Господин Фушон задержал одну из страниц; обращаясь к Прасковье Антоновне, стал что-то говорить, руки его касались то одного, то другого снимка.
– Эти люди знали вашего сына, – сказала Таня. – Они были с ним в одном отряде. Вот этого человека звали Шарль, у него в деревне оставалась мать. Она заболела, он пришел ночью ее проведать, наткнулся на немецкий патруль, его застрелили… Этот погиб тоже, в деревне живет его брат… Этот сейчас в Бразилии, служит в агенстве по продаже автомобилей… Этот умер. Этот тоже умер, совсем недавно. Вот он мог бы много рассказать о Леоне, они были друзьями, спали под одним одеялом, он помнил даже стихи на русском языке, которые сочинил Леон…
– А вы знали моего сына? – спросила Прасковья Антоновна у господина Фушона.
– О-о, но… – покачал головой мэр, лицом своим, глазами, движением головы не только отвечая Прасковье Антоновне, но и показывая, как он сожалеет, что судьба лишила его знакомства с Леоном. Он быстро заговорил в своей возбужденной, торопливой манере, с жестами рук, направленными за окна, на синеющие вдали склоны.
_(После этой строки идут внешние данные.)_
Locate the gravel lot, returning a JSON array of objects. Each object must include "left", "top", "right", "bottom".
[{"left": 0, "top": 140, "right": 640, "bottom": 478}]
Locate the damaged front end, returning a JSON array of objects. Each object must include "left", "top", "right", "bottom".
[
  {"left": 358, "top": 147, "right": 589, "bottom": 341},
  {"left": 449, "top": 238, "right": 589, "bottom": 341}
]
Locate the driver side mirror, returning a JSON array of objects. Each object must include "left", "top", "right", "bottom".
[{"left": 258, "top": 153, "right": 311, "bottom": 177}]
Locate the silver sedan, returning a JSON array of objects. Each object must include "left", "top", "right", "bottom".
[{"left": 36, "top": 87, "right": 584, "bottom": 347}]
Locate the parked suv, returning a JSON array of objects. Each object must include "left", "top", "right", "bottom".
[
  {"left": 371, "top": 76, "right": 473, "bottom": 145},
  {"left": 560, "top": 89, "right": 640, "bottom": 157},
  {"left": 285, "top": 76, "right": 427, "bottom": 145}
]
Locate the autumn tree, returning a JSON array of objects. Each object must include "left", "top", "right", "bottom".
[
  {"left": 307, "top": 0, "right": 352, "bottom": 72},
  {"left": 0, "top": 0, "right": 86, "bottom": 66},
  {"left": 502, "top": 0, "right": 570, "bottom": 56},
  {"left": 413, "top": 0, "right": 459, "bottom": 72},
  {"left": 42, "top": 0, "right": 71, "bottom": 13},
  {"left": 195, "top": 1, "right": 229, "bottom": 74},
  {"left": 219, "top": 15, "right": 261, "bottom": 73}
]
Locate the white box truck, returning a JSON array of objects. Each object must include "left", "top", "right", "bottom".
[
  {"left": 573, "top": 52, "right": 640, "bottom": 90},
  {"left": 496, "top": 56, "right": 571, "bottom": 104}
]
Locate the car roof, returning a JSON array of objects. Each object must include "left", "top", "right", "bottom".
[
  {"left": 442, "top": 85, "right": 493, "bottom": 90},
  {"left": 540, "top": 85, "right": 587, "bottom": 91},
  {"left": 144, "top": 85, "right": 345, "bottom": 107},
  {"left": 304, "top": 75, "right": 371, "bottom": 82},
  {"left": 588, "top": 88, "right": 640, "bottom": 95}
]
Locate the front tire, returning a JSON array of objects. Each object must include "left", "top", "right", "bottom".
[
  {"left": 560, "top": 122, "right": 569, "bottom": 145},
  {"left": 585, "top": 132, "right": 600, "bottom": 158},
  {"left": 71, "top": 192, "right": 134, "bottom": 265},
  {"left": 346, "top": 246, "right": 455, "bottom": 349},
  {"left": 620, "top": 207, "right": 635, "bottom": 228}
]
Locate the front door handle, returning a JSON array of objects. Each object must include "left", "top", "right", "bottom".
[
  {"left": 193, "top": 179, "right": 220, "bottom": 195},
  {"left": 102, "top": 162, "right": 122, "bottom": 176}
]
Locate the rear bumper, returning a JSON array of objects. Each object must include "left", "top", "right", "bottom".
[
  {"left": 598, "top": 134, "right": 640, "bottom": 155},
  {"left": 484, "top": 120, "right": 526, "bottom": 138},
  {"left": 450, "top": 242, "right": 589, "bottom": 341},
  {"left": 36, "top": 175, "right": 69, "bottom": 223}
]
– Он говорит, что тоже был в те годы в горах. Он не воевал, уже не годился для этого, но тоже уходил отсюда, чтобы ничем не содействовать оккупантам. Он воевал с Германией в первую войну, вот эта его награда, этот орден на пиджаке – за его храбрость и ранения. Леона он не знал, потому что находился совсем в другом горном районе. Но он много слышал о нем после, от тех, кто пережил войну… Сейчас я спрошу, – сказала Таня, – можно ли встретиться с кем-нибудь из отряда Леона. С кем-нибудь из его боевых друзей…
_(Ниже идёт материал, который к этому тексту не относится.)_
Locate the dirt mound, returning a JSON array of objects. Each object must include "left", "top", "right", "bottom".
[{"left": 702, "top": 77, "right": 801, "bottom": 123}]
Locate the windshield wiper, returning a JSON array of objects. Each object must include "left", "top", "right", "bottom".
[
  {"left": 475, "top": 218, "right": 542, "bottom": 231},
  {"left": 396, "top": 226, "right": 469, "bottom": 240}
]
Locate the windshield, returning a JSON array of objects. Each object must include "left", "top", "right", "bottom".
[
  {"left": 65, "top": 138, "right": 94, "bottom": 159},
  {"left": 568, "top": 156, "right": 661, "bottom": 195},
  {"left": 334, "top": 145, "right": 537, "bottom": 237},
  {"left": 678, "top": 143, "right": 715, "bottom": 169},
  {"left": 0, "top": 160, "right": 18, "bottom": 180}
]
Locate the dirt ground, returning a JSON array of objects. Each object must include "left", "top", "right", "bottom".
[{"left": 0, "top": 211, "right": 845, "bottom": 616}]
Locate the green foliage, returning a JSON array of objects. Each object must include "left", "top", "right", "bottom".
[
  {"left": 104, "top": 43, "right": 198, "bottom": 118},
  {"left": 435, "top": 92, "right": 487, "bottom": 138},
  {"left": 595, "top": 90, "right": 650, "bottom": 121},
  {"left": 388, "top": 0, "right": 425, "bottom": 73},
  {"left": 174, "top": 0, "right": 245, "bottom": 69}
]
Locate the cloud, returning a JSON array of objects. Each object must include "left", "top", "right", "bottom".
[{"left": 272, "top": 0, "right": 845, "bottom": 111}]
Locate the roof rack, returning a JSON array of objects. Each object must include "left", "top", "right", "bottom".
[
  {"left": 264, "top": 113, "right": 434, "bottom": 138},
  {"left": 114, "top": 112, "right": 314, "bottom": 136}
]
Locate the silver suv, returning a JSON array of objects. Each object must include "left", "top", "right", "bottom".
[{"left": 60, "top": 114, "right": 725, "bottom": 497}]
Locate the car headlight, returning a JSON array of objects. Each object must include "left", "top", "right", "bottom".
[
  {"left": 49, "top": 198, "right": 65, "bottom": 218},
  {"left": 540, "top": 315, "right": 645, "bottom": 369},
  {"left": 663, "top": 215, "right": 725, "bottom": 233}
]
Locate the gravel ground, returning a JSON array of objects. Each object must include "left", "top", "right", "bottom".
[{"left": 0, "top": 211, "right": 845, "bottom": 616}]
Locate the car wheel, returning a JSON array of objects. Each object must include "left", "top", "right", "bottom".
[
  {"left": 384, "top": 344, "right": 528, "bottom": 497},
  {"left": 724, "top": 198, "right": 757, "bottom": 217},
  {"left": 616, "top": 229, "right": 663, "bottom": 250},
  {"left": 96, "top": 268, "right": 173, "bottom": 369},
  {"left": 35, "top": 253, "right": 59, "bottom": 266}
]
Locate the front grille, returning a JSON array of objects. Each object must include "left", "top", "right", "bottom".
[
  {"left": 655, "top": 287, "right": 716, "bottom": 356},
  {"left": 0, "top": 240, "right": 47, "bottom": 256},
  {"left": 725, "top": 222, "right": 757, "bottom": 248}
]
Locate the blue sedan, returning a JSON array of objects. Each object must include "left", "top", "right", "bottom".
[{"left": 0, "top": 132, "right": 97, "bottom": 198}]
Господин Фушон слушал, слегка наклонив к Тане голову, как делают старые люди, которые не уверены в своем слухе и хотят все правильно понять. Таня еще говорила, а глаза его ожили, как-то сожалеюще осветились, и так же, в таком же движении дрогнули, шевельнулись морщины: еще до ответа мэра стало видно, что просьба неисполнима.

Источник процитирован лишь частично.